Marion de Lorme de Victor Hugo

12 octobre 1998
02m 14s
Réf. 00344

Notice

Résumé :

Reportage sur les répétitions de Marion de Lorme de Victor Hugo au théâtre de Lorient avec Jutta-Johanna Weiss dans le rôle titre. Interview du metteur en scène, Eric Vigner.

Date de diffusion :
12 octobre 1998
Source :
FR3 (Collection: JT Rennes midi )
Fiche CNT :

Éclairage

Marion de Lorme, drame en cinq actes écrit pendant juin 1829 et créé un an et demi après Hernani – objet d'une célèbre querelle littéraire – a d'abord été frappé d'interdiction. « Il y a eu [...] veto de la censure, écrit Hugo dans sa préface, prohibition successive des deux ministères Martignac et Polignac, volonté formelle du roi Charles X » [1], alors même que la pièce avait été reçue par la Comédie-Française. La pièce met en effet en scène sous un jour peu flatteur Louis XIII – que son bouffon et son ministre manipulent à leur guise – et érige en femme exemplaire une courtisane, une prostituée de haut rang, Marion de Lorme, dont l'histoire n'a retenu que les aventures avec le Roi. Hugo était par ailleurs connu pour la versatilité de ses opinions politiques et, au moment où la pièce devait être jouée, pour son opposition à un régime qu'il avait autrefois loué. C'est donc seulement après la chute des Bourbons et l'échec de la Restauration que le texte de Marion de Lorme trouva toute la légitimité nécessaire pour être porté à la scène, en 1831, au Théâtre de la Porte Saint-Martin, avec dans le rôle principal l'une des égéries des auteurs romantiques, Marie Dorval qui, dans un jeu à la sensibilité exacerbée, incarnait à merveille les préceptes romantiques d'un art au plus proche de la vérité des sentiments et des passions (Hugo note à propos de son interprétation que Marie Dorval, au cinquième acte, est « constamment pathétique, déchirante, sublime, et, ce qui est plus encore, naturelle » [2]). Le rôle de Marion de Lorme sera repris plus tard, dans le même théâtre, par Sarah Bernhardt, qui jouera aussi la pièce à la Comédie-Française, avec Mounet-Sully dans le rôle de Louis XIII, en 1905. Depuis, la pièce est tombée en désuétude, pâtissant sans doute de longueurs et de développements « dans le nouveau goût » dont Hugo est généralement friand et où se mêlent à la fois détails historiques, gravité et lyrisme. Elle n'a été mise en scène que ponctuellement – à la Comédie-Française en 1922, avec Cécile Sorel, Pierre Fresnay, Maurice Escande et Fernand Ledoux dans les principaux rôles – et a quasiment disparu de l'affiche des théâtres subventionnés, jusqu'à sa remise sous les projecteurs par Eric Vigner, au Centre dramatique de Bretagne, en 1998.

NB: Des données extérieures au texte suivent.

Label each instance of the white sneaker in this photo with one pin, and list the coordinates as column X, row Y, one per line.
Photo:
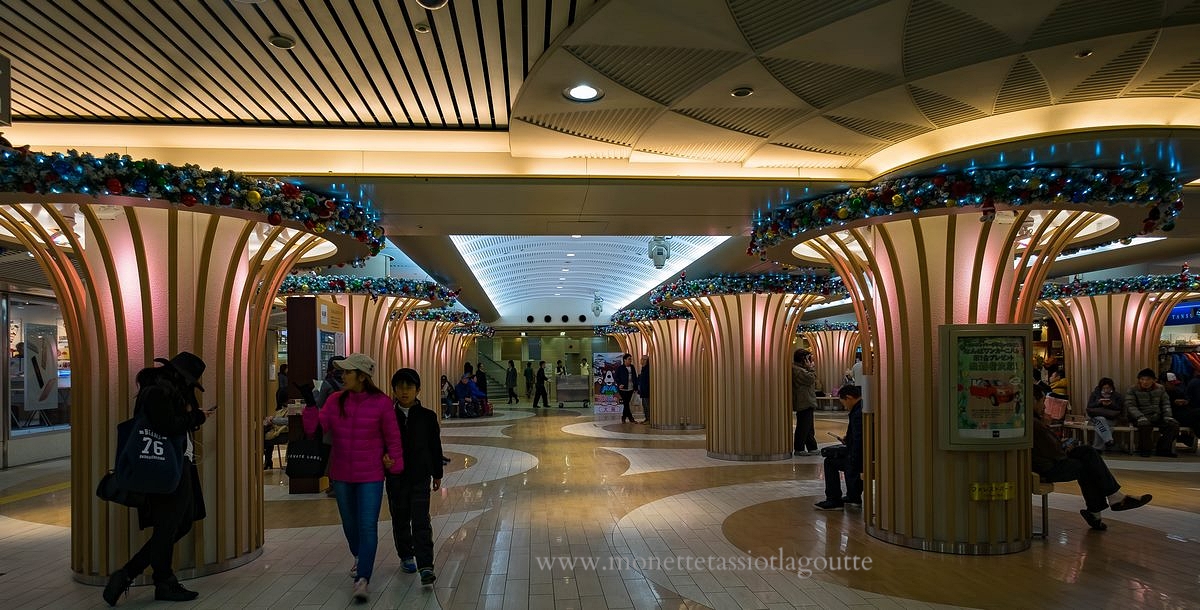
column 360, row 590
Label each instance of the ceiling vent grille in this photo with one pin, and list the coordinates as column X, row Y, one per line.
column 1024, row 88
column 822, row 84
column 755, row 121
column 882, row 130
column 664, row 75
column 943, row 111
column 767, row 24
column 619, row 126
column 937, row 37
column 1108, row 82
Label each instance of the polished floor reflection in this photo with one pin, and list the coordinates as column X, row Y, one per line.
column 557, row 509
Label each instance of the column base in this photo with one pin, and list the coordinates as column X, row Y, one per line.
column 181, row 574
column 761, row 458
column 948, row 546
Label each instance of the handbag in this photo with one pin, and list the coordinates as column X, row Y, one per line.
column 149, row 462
column 307, row 456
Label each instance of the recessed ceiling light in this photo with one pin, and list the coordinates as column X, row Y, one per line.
column 582, row 93
column 282, row 41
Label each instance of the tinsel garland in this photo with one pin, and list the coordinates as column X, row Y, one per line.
column 1161, row 193
column 72, row 172
column 372, row 286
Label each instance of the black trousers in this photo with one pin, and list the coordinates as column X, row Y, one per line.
column 171, row 515
column 408, row 502
column 625, row 396
column 1086, row 466
column 833, row 480
column 805, row 436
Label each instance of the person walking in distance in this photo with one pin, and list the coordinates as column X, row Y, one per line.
column 408, row 494
column 541, row 387
column 363, row 426
column 627, row 382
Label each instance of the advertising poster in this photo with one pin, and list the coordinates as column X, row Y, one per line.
column 604, row 382
column 989, row 381
column 41, row 366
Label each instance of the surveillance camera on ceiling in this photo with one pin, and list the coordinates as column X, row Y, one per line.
column 659, row 250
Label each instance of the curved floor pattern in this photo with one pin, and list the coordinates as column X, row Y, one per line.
column 689, row 526
column 595, row 430
column 642, row 461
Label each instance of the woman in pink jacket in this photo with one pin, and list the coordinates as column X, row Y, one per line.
column 364, row 432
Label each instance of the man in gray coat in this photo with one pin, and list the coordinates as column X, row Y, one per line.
column 1147, row 406
column 804, row 402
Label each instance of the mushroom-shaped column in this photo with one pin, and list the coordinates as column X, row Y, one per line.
column 748, row 323
column 833, row 350
column 421, row 341
column 1111, row 328
column 148, row 259
column 681, row 371
column 373, row 305
column 917, row 255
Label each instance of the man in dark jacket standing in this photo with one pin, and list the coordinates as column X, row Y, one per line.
column 852, row 461
column 408, row 494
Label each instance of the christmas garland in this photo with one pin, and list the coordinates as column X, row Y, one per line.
column 474, row 329
column 1182, row 281
column 613, row 329
column 826, row 326
column 72, row 172
column 441, row 315
column 762, row 283
column 372, row 286
column 630, row 316
column 1161, row 193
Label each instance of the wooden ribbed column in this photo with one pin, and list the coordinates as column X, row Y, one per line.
column 681, row 377
column 833, row 352
column 750, row 339
column 419, row 345
column 1110, row 335
column 148, row 280
column 906, row 277
column 370, row 322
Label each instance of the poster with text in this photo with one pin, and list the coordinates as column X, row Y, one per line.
column 41, row 366
column 604, row 382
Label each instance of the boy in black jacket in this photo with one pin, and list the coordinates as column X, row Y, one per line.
column 408, row 494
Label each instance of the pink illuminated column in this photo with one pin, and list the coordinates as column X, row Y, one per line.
column 748, row 323
column 833, row 348
column 907, row 275
column 139, row 279
column 681, row 370
column 1111, row 328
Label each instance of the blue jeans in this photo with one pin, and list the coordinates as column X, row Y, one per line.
column 359, row 506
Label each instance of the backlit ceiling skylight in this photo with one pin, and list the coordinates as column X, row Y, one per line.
column 520, row 270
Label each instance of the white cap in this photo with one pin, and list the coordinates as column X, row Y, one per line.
column 357, row 363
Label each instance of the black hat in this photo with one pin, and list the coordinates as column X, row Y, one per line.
column 189, row 365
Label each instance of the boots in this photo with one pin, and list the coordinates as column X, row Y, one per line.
column 172, row 591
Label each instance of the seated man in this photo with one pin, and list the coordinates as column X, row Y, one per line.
column 1083, row 464
column 1147, row 406
column 851, row 461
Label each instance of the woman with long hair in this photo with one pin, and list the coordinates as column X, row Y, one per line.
column 363, row 429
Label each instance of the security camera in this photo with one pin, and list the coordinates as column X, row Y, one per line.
column 659, row 251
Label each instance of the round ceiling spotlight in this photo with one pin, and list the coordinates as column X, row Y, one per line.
column 582, row 93
column 282, row 41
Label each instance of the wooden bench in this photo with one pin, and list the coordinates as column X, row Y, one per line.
column 1042, row 488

[1] Victor Hugo, préface de Marion de Lorme, in Théâtre, vol. 1, Victor Lecou, J. Hetzel et cie éditeurs, Paris, 1855, p. 98.

[2] Victor Hugo, note I sur Marion de Lorme, in Théâtre, vol. 1, Victor Lecou, J. Hetzel et cie éditeurs, Paris, 1855, p. 246.

Céline Hersant

Transcription

Denis Podalydès
Marion de Lorme sur les planches, cette héroïne née sous la plume de Victor Hugo a séduit Eric Vigner du centre dramatique de Lorient. Il a donné ce rôle principal à une actrice autrichienne, Jutta Johanna Weiss. Une actrice qui a déjà une carrière internationale importante, mais qui joue là son tout premier rôle en France. Un reportage de Roger Bendayan, et Eric Nedjar.
Journaliste
Après avoir créé L’Illusion comique de Corneille, Eric Vigner s’installe à la tête du centre dramatique de Lorient. Il s’attaque de nouveau à un gros morceau, Marion Delorme de Victor Hugo.
Eric Vigner
Marion Delorme est une femme de la haute prostitution. Ce n'est pas une prostituée, je dirais, qui fait le trottoir, ce n'est pas tout ça. C’est les femmes du XIXe siècle qui ont un hôtel particulier et qui ont beaucoup d’amants, et qui interviennent dans la vie sociale et politique, et dans la vie littéraire. Donc, c’est Marion Delorme et ses hommes. Donc dans la pièce, il y a 10 hommes et une femme.
Jutta Johanna Weiss
Je fais ce que je veux, je veux ce que je dois. Je suis libre, Monsieur.
Comédien 1
Libre, et dites, Madame, sont-ils libres aussi ceux dont vous avez l’âme ?
Journaliste
Un grand classique, avec 15 comédiens, danseurs et musiciens. Mais le regard de l’auteur est contemporain. C’est l’histoire de Marion, une courtisane qui collectionne les amants. Didier en tombe amoureux, et il finira décapité.
Comédien 2
Comme dit Job, la pierre de leur tombeau. Et s'éparpillèrent en foule et à grand bruit sur les théâtres de Paris où le public vint les applaudir.
Eric Vigner
La pièce a été interdite parce qu’il y avait provocation. Provocation dans le sens où cette jeunesse veut accéder à la liberté absolue et contre le pouvoir politique. Veut s’affirmer comme étant libre, veut inventer un monde nouveau, un nouveau théâtre. Voilà, il y a provocation dans ce sens là.
Journaliste
Car cette Marion Delorme est surprenante, avec un accent autrichien guttural. Au lieu de lui donner un air précieux, il apporte une richesse supplémentaire au récit de Victor Hugo, tout en alexandrin.
Jutta Johanna Weiss
Qui prépare l’âme à cette grande ombre et à cette grande lumière.